Does Facebook advertising even work a lick?

Mark Duffy has written the Copyranter blog for 11 years and is a freelancing copywriter with 25-plus years of experience. His hockey wrist shot is better than yours.


“Facebook advertising is a waste of time.”Forrester, 2013.

“People (yes even millennials) are much more likely to consider TV spots and magazines over brand social media pages when making purchase decisions.”Gallup, 2014.

“…few brands have generated meaningful consumer interest online. In fact, social media seems to have made brands less significant.”Harvard Business Review, 2016.

For the last 10 years, approximately 99 percent (more or less, probably more) of branded content on social media websites has whiffed like a 5-year-old using Edd Roush’s 48-ounce bat in a 90 mph batting cage.

There are two reasons for this: The content has sucked, and the platforms suck.

Billions upon BILLIONS of content dollars have been jettisoned into cyberspace finding no purchase. Yet brands keep repeating the same exact useless strategies and bland executions, AND they’re spending more digital money year-over-year. That’s insanity! Of course, if you’ve ever tried talking to a digital marketing “guru” for longer than two minutes…

But have all those adrenaline-increasing “likes” and “shares” translated into sales spikes, Mr. and Mrs. Brand? Even sales … blips?

Where are those independent studies? Oh, there are none? You know who knows better than anybody that Facebook advertising doesn’t work? Facebook! Of course they do! All that proprietary data they’ve got on 1.8 billion people, they know pretty much everything about brands, consumers, and interactions between the two. That’s an unprecedented level of lying, even in the skeevy ad industry. Or maybe you think this is all just conspiratory “truther” talk?

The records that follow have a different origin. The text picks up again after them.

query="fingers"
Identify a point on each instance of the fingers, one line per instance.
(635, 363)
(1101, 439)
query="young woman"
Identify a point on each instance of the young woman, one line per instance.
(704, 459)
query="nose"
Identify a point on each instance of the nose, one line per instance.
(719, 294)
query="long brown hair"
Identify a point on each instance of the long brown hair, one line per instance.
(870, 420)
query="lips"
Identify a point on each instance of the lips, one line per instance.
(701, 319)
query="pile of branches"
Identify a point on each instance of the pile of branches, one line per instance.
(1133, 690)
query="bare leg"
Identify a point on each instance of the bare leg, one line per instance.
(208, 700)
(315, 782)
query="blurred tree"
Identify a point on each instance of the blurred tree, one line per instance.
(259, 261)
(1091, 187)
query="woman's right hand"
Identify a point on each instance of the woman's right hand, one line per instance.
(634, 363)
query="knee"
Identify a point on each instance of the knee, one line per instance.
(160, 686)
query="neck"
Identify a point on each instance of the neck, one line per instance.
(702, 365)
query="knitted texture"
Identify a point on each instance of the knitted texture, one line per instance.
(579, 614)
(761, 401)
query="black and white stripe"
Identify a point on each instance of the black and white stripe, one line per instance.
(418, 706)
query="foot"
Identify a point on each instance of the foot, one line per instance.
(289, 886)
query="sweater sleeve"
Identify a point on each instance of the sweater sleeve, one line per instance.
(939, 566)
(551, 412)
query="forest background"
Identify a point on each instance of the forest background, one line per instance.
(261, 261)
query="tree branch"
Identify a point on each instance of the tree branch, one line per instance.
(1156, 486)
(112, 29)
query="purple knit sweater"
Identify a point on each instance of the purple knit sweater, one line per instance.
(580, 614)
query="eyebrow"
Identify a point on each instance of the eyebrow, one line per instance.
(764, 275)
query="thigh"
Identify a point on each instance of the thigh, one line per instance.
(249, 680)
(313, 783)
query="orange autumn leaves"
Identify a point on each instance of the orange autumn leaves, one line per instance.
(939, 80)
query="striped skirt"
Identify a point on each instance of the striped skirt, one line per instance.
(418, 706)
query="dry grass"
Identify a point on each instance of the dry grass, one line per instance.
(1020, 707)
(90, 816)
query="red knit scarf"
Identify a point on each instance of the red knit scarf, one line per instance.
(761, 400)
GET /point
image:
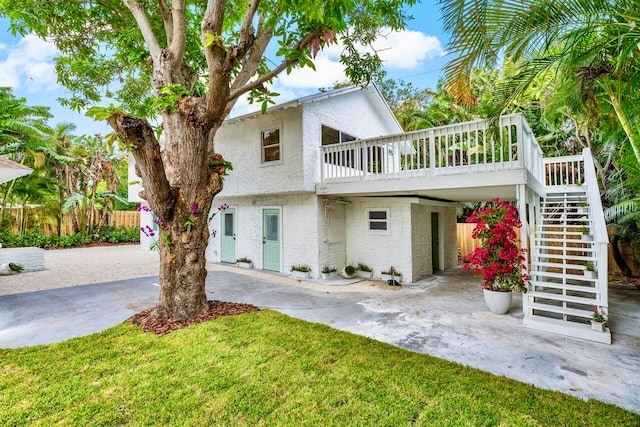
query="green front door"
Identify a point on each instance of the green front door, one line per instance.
(271, 239)
(228, 241)
(435, 242)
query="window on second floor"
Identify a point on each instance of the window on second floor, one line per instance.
(378, 221)
(334, 136)
(271, 145)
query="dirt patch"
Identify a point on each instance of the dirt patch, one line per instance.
(164, 325)
(634, 281)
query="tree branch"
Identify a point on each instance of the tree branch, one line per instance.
(246, 30)
(215, 55)
(167, 19)
(178, 41)
(303, 43)
(149, 162)
(251, 64)
(138, 12)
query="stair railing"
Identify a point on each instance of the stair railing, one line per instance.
(600, 236)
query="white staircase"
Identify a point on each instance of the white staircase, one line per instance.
(562, 293)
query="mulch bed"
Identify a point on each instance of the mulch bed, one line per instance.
(164, 325)
(635, 281)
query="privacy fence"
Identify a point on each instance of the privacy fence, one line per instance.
(466, 244)
(34, 218)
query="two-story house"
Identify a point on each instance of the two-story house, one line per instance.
(331, 179)
(277, 219)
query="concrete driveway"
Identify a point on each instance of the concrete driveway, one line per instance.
(443, 316)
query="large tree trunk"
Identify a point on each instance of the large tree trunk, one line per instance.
(180, 182)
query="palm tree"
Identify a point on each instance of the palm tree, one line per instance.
(23, 133)
(592, 42)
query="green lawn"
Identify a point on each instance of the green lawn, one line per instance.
(265, 368)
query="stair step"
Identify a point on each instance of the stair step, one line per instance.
(564, 248)
(575, 288)
(581, 277)
(567, 257)
(565, 298)
(562, 310)
(557, 265)
(563, 327)
(552, 239)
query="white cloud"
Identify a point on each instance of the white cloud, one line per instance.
(328, 71)
(407, 50)
(29, 65)
(400, 50)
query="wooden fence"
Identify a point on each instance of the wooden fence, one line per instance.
(34, 218)
(467, 244)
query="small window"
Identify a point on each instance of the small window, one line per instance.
(334, 136)
(378, 220)
(271, 145)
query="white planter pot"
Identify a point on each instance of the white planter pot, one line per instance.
(364, 274)
(347, 276)
(300, 274)
(591, 274)
(498, 302)
(330, 275)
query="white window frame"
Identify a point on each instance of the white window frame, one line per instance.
(262, 147)
(387, 221)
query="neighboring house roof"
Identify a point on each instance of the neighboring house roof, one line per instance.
(319, 97)
(10, 170)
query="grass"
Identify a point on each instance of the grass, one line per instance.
(265, 368)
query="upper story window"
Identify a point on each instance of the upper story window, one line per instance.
(271, 145)
(378, 221)
(333, 136)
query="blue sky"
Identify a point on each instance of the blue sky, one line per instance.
(416, 55)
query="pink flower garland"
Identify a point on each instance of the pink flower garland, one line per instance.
(499, 261)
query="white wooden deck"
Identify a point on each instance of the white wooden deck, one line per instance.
(468, 161)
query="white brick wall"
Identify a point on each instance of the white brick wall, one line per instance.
(422, 254)
(378, 250)
(299, 215)
(240, 143)
(32, 259)
(332, 231)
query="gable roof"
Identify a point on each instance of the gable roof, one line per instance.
(10, 170)
(319, 97)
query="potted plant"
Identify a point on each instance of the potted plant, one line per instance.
(301, 271)
(349, 271)
(244, 262)
(590, 270)
(583, 207)
(498, 261)
(328, 272)
(391, 274)
(598, 320)
(364, 270)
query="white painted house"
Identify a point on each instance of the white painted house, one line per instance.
(331, 179)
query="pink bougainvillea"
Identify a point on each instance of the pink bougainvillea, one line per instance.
(499, 262)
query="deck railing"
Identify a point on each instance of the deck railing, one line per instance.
(564, 171)
(475, 146)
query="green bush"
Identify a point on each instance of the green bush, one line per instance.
(35, 238)
(120, 234)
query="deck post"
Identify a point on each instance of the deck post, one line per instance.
(432, 150)
(365, 160)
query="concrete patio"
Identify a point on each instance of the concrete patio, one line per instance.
(443, 316)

Back before the internet, when we presented ads to a client, we of course told them, “Based on our case studies, we believe these ads will increase your sales.” Did we know that? Of course not. But we didn’t know they wouldn’t, either. And our intentions were at least somewhat honest.

But you keep giving Zuckerberg money hand over fist because Facebook gives you instant feedback numbers; numbers you take to your boss, who then takes them to his/her boss and so on and everybody keeps their job, and everybody’s kids keep going to college, and so on.

But what about those numbers, those video views, those “engagement” numbers? Facebook has always been very purposely opaque and doesn’t share its methodology and algorithms with anyone, which makes it impossible for anyone to do any objective reporting — or regulating — of those numbers.

Then last September, right about the time it was announcing that its first three quarters profit was near $6 billion, up from $3.69 billion in 2015, it also reported a big whoopsie: It had been inflating video view numbers by 60-80 percent (94 percent in Australia).

Facebook’s Australian video streaming numbers before and after Nielsen’s “recalibration.” Image via Nielsen, via The Ad Contrarian.

Facebook waited a month before making this “finding” public. Scrambling to save those billion$, it is finally going to allow some third-party verification of its numbers. But Nielsen’s people are no match for Facebook’s data geniuses, so caveat emptor. And, please, keep repeating this to yourself (not to your boss): NO ONE has yet proven that those skewed view “numbers” increase sales one bit.

Though I don’t know shit about marketing, I do believe that the goal of marketing is — still, in 2017 — to increase product/service sales, yes?